There on the bed, we laughed until tears were running down our faces. I’d never been so content, and we were only just beginning.
The next day, I finally bit the bullet and called my mother. I’d been putting it off, because I knew what she and my father both would think about my recent… life changes.
I’d sent them messages that I was alive and doing well and staying with a friend since I fled New York after coming back to the States.
I curled up on the window seat in the kitchen.
Nobody else was there. I knew Carys, Kye, and Brodie had gone to do a grocery run.
Max was studying for his GED. He’d fallen behind a little, but both he and Carys were supposed to finish around Valentine’s Day.
Rian was doing laundry for everyone because he enjoyed being useful that way, and I could occasionally hear him talking to Cindy the cat who was helping.
Holden and Ben were at work as usual on a weekday.
I sighed and tapped her contact, then swiped to call.
“Luca?”
“Hi, Mom,” I replied as I stared out of the window at the snowy yard. It struck me that this was the first time in months that I’d been able to talk to her without gasping for breath.
“Are you okay?” she asked, and I could immediately tell what she was actually asking.
“Yes.
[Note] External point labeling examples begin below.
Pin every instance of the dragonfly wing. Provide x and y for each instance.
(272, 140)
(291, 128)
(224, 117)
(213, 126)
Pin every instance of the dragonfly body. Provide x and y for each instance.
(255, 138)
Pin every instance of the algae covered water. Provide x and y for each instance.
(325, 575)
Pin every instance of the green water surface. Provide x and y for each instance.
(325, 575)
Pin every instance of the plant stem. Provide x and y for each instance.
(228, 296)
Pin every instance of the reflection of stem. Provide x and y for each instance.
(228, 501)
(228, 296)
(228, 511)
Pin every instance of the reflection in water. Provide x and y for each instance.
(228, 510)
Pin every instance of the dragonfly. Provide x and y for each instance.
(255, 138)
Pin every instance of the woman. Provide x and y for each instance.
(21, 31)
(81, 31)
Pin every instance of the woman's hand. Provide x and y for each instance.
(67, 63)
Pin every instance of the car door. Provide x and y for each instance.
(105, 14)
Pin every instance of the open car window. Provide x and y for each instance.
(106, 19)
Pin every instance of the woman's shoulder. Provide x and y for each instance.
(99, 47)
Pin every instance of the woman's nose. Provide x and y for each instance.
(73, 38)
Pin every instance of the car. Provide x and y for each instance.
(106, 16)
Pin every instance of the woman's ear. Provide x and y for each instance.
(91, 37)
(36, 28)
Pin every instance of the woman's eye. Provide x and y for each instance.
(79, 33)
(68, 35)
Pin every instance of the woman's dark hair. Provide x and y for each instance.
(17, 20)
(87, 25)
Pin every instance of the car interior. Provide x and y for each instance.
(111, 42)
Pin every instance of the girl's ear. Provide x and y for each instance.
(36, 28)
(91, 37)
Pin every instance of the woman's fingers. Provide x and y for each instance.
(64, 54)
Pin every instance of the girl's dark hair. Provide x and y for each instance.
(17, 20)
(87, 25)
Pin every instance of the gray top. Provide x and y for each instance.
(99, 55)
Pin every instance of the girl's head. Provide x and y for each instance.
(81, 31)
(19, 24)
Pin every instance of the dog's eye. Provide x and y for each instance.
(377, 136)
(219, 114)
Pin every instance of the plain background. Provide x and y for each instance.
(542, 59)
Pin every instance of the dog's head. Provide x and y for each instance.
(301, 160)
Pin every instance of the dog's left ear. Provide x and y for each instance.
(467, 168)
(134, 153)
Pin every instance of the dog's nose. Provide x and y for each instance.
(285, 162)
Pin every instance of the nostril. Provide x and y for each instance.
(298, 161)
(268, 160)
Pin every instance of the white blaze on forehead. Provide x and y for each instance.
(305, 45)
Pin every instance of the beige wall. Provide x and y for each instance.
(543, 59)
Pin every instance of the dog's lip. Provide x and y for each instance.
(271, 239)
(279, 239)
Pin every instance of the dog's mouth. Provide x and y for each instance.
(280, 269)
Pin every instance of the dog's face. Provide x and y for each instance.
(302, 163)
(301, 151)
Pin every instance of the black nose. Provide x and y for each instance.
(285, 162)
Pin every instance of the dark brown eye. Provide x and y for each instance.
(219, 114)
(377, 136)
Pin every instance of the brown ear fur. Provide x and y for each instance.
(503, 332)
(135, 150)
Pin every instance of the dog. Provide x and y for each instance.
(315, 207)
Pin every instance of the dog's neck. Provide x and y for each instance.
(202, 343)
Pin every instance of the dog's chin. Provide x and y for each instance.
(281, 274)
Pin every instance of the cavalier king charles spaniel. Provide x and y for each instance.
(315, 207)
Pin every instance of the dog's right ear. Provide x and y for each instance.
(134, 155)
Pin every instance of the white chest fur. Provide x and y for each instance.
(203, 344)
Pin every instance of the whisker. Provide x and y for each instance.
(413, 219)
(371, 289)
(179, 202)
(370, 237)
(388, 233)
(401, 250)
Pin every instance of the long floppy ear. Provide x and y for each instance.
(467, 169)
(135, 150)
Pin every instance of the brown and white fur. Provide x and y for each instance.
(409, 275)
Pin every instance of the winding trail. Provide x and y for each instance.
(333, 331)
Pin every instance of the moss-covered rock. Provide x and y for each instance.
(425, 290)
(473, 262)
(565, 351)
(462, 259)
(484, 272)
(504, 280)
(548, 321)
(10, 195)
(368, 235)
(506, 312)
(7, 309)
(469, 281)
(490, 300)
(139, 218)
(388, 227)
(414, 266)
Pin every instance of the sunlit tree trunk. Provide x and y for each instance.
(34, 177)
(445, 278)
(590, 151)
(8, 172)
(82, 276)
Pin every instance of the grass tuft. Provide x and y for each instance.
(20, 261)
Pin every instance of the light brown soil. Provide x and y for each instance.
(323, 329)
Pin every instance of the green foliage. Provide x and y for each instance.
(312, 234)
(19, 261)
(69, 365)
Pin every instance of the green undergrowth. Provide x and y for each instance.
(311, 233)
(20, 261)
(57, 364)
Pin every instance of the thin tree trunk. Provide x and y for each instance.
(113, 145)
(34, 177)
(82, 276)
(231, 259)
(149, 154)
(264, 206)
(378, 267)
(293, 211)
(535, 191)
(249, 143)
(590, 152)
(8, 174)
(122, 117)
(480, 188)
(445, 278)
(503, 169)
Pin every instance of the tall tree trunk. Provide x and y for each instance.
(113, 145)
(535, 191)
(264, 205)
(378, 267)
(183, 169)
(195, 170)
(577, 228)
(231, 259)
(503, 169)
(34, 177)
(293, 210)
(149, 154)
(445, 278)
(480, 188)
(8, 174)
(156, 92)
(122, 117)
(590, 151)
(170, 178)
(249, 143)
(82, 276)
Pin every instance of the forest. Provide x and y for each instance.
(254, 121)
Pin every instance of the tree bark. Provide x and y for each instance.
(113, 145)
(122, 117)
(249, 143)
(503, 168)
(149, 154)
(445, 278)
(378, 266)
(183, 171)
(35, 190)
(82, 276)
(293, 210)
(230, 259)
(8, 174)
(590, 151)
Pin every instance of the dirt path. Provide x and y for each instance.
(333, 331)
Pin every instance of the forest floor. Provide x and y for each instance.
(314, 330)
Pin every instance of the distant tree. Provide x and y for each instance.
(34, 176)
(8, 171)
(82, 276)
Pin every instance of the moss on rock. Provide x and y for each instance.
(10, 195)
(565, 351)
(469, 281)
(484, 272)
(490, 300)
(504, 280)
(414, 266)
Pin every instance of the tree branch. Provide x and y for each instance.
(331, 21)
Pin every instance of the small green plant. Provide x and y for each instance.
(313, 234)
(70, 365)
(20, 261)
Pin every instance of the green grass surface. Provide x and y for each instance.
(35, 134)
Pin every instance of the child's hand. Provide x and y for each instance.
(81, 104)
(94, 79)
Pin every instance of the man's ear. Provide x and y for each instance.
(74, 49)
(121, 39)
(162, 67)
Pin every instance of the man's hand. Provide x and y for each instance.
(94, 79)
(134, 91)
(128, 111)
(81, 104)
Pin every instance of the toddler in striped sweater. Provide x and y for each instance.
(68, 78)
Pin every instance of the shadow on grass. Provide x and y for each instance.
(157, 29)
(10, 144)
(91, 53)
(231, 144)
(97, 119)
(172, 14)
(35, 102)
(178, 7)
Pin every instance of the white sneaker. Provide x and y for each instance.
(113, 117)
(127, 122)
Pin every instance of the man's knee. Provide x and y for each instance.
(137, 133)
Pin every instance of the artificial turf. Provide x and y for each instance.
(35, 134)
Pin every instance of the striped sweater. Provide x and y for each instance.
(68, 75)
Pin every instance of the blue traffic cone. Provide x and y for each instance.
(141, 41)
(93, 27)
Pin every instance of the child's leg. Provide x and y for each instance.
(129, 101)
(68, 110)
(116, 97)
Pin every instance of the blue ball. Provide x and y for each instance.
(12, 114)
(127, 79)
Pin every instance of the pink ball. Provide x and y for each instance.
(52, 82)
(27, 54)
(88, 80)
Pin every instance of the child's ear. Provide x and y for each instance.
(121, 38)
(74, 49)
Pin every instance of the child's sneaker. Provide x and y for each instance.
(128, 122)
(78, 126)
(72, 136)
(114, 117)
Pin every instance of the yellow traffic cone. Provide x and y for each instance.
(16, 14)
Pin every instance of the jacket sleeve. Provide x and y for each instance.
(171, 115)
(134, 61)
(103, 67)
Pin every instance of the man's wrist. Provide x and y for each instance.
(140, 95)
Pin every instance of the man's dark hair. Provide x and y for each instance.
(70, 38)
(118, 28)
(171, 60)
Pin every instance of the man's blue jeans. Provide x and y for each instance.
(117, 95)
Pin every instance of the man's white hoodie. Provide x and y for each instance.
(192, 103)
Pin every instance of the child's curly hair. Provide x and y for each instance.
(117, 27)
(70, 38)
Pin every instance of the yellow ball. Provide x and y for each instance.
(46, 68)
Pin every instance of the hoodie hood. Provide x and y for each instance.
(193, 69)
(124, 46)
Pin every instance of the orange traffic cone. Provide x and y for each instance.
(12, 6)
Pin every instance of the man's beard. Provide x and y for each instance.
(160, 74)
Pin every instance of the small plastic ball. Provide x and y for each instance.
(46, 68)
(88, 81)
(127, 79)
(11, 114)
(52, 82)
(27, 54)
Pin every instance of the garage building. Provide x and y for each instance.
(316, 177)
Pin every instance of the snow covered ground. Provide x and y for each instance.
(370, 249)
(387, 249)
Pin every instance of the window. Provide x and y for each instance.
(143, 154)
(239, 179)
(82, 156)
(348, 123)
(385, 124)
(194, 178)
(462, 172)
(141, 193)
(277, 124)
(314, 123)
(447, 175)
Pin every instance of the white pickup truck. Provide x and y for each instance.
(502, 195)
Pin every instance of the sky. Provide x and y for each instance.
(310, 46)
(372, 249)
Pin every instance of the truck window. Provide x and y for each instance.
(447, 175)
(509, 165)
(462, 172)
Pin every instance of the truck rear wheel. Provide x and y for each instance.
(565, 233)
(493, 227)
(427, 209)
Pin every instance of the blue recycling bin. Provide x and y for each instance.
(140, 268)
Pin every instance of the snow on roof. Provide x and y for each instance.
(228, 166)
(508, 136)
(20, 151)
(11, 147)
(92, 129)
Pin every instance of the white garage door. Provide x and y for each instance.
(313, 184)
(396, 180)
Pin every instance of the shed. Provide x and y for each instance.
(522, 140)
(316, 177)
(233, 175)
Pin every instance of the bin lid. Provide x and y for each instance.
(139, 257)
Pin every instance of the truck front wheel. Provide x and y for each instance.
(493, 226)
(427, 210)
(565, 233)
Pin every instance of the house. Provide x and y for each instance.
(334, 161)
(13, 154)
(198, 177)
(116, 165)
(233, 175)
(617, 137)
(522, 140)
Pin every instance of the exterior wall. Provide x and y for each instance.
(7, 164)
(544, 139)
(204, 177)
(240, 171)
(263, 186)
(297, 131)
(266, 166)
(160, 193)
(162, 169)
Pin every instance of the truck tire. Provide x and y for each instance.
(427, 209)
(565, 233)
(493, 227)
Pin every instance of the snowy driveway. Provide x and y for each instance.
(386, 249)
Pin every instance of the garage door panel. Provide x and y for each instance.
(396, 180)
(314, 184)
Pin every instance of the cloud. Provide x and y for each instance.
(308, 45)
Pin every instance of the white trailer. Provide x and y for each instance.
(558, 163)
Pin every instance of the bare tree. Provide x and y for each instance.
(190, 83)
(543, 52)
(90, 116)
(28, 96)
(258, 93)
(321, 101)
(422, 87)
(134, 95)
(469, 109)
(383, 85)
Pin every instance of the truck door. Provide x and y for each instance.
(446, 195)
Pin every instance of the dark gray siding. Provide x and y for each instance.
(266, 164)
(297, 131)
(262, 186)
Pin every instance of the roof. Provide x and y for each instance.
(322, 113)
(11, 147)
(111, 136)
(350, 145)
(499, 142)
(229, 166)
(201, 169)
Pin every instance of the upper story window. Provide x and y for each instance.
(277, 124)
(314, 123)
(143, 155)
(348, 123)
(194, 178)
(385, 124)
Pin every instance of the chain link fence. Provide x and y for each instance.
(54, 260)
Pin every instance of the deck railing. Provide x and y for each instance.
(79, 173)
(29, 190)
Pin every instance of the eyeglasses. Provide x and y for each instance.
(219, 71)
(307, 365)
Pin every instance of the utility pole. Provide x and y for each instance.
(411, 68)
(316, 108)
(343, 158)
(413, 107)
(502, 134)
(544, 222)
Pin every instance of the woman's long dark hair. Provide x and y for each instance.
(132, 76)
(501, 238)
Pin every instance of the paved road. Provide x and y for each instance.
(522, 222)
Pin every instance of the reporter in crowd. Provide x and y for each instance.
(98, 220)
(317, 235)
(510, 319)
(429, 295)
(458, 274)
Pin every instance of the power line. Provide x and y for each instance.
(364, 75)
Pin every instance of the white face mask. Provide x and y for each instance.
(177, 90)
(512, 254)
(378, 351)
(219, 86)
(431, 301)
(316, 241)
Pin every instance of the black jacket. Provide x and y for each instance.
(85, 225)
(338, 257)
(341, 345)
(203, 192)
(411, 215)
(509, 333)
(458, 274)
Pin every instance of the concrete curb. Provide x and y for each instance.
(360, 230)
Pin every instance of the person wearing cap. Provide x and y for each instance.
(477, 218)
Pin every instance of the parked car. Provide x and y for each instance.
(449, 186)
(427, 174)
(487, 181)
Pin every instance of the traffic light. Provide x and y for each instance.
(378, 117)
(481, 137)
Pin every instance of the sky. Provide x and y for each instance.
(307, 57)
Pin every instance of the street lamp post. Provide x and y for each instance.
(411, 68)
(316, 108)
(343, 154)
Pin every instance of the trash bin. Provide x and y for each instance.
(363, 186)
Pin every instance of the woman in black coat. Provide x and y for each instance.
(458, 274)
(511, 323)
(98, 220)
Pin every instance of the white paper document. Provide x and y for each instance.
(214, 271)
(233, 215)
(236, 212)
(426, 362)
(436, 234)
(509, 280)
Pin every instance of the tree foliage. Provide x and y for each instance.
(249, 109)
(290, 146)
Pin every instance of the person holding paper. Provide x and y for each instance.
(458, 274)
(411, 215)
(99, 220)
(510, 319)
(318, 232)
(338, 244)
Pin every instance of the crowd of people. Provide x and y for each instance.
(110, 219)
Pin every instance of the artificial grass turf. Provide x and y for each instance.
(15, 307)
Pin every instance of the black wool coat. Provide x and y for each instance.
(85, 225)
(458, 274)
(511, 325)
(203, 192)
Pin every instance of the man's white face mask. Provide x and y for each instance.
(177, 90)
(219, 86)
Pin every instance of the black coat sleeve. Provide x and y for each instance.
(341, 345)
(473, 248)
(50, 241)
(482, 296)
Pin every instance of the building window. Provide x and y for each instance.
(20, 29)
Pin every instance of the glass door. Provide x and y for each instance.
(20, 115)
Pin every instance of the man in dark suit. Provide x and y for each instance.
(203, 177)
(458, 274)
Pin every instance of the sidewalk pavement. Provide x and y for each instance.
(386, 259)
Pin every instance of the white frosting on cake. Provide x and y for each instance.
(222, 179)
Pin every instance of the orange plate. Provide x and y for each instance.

I’m perfect.”
She gasped quietly, clearly having made the connection, but the sound carried over to my new ears anyway. “Y-You know what—”
“I know.” There was a tickle around my eyes that signaled imminent tears. “I know. But I chose to live.”
“Your Nonna—”
“Will be thrilled that I’m still around. Your prejudice is on your own, Mom. As is Dad’s. Nonna has nothing to do with your beliefs, and you know that.”
She was quiet for a while. It was as though she didn’t know what to say.
So I spoke instead. “I’ve paid your mortgage. Aunt Rose and Uncle Joey’s, too. I’ve also put some money into your account. That’s the last you’re getting from me.”
“Luca you can’t be—”
“Would I and my two partners who are both male werewolves be welcome at your table?”
Maybe Max and Ben weren’t quite my partners yet, but I was making a point.
The deadly quiet at the other end of the call was enough of an answer.
“Va bene, Mamma,” I whispered. It was okay. It had to be. Because I couldn’t undo anything, nor did I want to. “Ciao.”
I ended the call.
Closing my eyes, I let the tears fall. I thumped my head against the wall behind me. After a couple of thuds, a hand cushioned the next contact. Then Rian wrapped his arms around me.
“It’s going to be okay. We love you, Luca. Just as you are.”
I knew that, but boy was it good to hear the words out loud.